Ecco perché: se il referendum non raggiunge il quorum necessario, o se la maggioranza dei votanti conferma la legge oppressiva, il risultato sarebbe paradossale. Si finirebbe per legittimare quella legge ingiusta attraverso una presunta sovranità popolare. In altre parole, la partecipazione al referendum, anche se benintenzionata, rischierebbe di “certificare” l’ingiustizia, dandole una sorta di approvazione democratica.
Un diritto fondamentale non può dipendere da un voto. I diritti come la libertà, la dignità, o l’uguaglianza non sono concessioni dello Stato né della maggioranza.
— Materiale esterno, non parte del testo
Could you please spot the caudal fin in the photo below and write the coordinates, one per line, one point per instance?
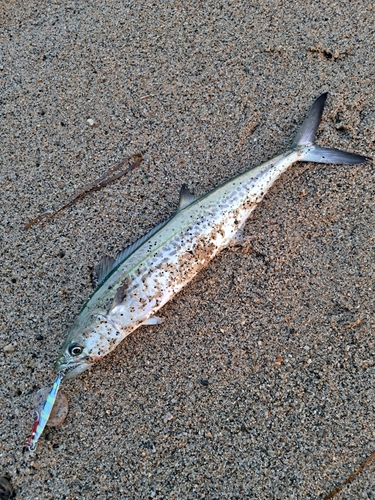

Sono parte dell’essenza stessa dell’essere umano. Per questo, il rischio di usare un referendum per abrogare leggi oppressive è troppo alto: fallire significherebbe creare un precedente pericoloso, in cui una norma ingiusta appare giustificata dalla volontà popolare.
La difesa dei diritti fondamentali richiede strumenti più solidi e garantiti rispetto a un referendum. Non si tratta di una scelta politica o contingente, ma di un principio che tutela l’inviolabilità della dignità umana.
I diritti fondamentali non si votano, si proteggono. E proteggerli significa evitare che possano essere messi in discussione da meccanismi che, seppur democratici, non sono infallibili.